Monday, May 28, 2012

Chris Davis Continued Contact

   First base has been a problem for the Orioles for a long time. When the Orioles made the commitment to use Chris Davis at first for the 2012 season, most people were not very enthusiastic about it. Davis had shown an up-and-down career in his 1082 plate appearances in the bigs. Before the season, I predicted Davis to have a batting line of .250/.306/.450. I thought that was being relatively fair to Davis and I was primarily basing this off what his former statistics indicated. That being said, 2012 has been fairly nice to Davis so far. Can he keep up his above-average production throughout an entire season?

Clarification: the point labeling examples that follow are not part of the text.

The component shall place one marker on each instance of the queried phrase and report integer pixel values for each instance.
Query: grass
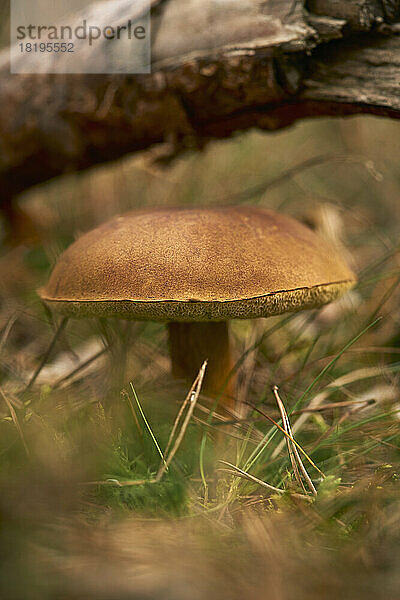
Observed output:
(110, 485)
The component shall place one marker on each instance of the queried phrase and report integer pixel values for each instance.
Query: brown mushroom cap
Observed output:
(197, 264)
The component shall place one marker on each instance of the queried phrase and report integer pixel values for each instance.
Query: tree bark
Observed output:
(218, 67)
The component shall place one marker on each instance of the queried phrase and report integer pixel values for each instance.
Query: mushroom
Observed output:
(196, 269)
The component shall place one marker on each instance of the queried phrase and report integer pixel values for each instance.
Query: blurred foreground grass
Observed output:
(191, 536)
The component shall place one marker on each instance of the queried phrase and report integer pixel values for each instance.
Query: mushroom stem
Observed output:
(191, 344)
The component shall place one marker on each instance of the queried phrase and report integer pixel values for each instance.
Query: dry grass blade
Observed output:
(191, 398)
(234, 470)
(291, 445)
(287, 435)
(318, 399)
(15, 420)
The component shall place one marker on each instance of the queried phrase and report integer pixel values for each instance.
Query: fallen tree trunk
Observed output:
(218, 67)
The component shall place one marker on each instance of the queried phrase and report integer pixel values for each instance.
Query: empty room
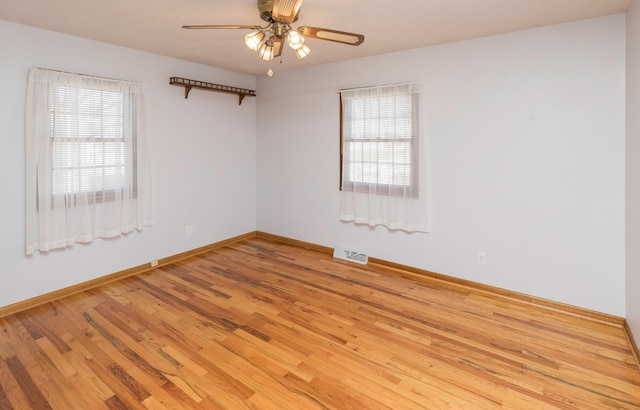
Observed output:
(288, 204)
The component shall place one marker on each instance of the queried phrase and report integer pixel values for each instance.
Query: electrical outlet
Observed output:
(481, 258)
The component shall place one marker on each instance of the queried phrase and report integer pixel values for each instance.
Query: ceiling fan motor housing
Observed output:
(265, 7)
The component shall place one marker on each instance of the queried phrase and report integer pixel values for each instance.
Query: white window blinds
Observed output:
(381, 157)
(88, 174)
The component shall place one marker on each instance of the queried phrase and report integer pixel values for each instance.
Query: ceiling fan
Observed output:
(279, 14)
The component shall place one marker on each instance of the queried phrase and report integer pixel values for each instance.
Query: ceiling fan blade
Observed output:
(286, 10)
(332, 35)
(209, 26)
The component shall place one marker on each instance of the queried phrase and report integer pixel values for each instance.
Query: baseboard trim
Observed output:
(94, 283)
(632, 343)
(422, 275)
(405, 271)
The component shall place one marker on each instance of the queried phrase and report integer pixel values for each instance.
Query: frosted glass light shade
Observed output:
(302, 51)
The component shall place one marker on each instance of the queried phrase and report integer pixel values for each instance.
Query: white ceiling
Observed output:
(155, 25)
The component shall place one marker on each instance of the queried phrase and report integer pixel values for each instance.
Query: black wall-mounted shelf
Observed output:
(189, 84)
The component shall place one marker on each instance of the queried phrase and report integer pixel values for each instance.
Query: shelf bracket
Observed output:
(202, 85)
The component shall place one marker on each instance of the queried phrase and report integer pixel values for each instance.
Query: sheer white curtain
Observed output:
(87, 171)
(383, 159)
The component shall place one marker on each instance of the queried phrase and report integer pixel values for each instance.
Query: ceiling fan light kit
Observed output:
(280, 14)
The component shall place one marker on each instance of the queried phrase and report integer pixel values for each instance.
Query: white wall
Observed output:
(202, 149)
(633, 170)
(526, 139)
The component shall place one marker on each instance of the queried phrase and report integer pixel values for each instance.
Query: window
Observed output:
(381, 150)
(380, 140)
(87, 137)
(87, 169)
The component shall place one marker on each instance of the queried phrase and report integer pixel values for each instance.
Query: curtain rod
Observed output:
(84, 75)
(376, 86)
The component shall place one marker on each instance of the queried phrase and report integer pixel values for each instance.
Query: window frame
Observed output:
(93, 196)
(384, 189)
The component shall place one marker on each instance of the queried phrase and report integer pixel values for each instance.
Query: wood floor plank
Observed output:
(260, 324)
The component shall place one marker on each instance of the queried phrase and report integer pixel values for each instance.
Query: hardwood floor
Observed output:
(271, 326)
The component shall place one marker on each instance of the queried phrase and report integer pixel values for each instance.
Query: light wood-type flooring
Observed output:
(265, 325)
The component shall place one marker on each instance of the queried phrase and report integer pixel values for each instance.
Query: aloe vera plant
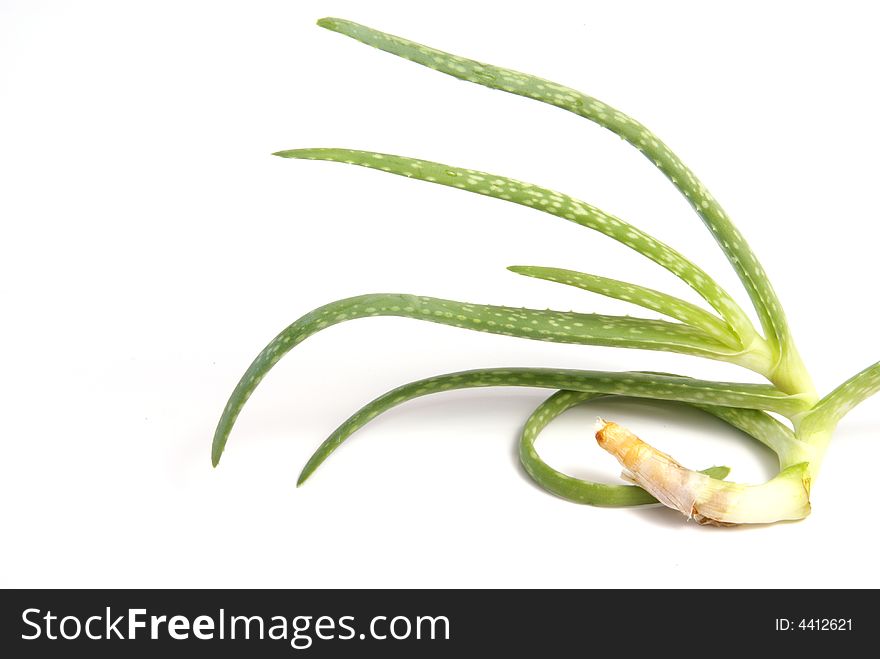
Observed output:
(725, 333)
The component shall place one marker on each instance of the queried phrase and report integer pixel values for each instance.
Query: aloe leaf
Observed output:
(833, 407)
(548, 201)
(568, 487)
(731, 241)
(648, 298)
(638, 385)
(555, 326)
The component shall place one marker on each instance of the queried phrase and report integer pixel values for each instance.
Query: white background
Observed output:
(151, 246)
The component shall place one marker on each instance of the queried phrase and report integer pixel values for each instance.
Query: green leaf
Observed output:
(638, 385)
(548, 201)
(674, 307)
(568, 487)
(831, 409)
(555, 326)
(731, 241)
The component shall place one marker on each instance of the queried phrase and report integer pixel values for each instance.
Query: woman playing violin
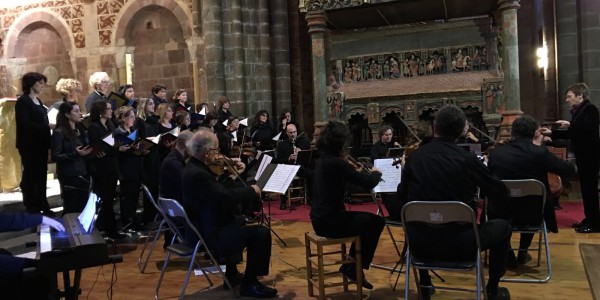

   With a batting line of .305/.339/.513, it's hard to not be impressed with Davis so far. Even more impressive is his .358 wOBA. However, there are a few things that tell me that a regression is much due.

   Davis has a career BB% of 6.2%. In 2012, that BB% is a mere 4.2%. To show how little he is taking the free pass, put this into perspective. Davis has one more HR (8) on the year than BB (7). I'm probably throwing an assumption out here, but that does not sound like something that bodes well for a player. His BB% could increase to the norm, but even then it's not exactly a significant jump. Another interesting note on Davis is his .375 BABIP this season. With a career BABIP of .341, it's obviously going to regress this season, but it is amazing that he has a .358 wOBA still with so little free passes on the year. The HR's certainly inflate it a little. Even more mind-boggling is that Davis swings or takes a strike on the first pitch of at-bats roughly 60% of the time. That is a little high for my liking, but Davis has somehow made it work this season. It does seem that good pitchers' have abused Davis on this so far. A lefties' low sweeping breaking ball on the outside corner has been Kryptonite for him this year (It generally is for most lefties). The high fastball has also seemed to kill Davis in the recent weeks.

   There has not been much change in his O-Swing%,Z-Swing, Swing%, O-Contact%, or Contact%.
   His Z-Contact% is well above his career average. From Fangraphs, Z-Contact% is defined as "The percentage of pitches a batter makes contact with inside the strike zone when swinging the bat". This is a nice indicator for Davis in 2012. In the past he has made decent contact on pitches in the zone, but a 10% jump is rather large. It has been apparent for the most part. He seems to not be striking out as much within the zone, even though his 26.9 K% still indicates he is striking out a lot. However I would venture to guess that majority of those K's have been outside the zone. In my opinion, this has much to do with his success. More contact will obviously lead to a higher BABIP, and higher wOBA.
   In the end, I do expect Davis to regress a little. That does not mean he cannot stay productive at the corner. He may never be a top option there, but he provides power and is serving as a worthy option in a time where a first basemen is not easy to come by. Chris Davis is still going to be Chris Davis, but I think Orioles fans should be a little impressed with his season so far. His pitching only makes him more impressive!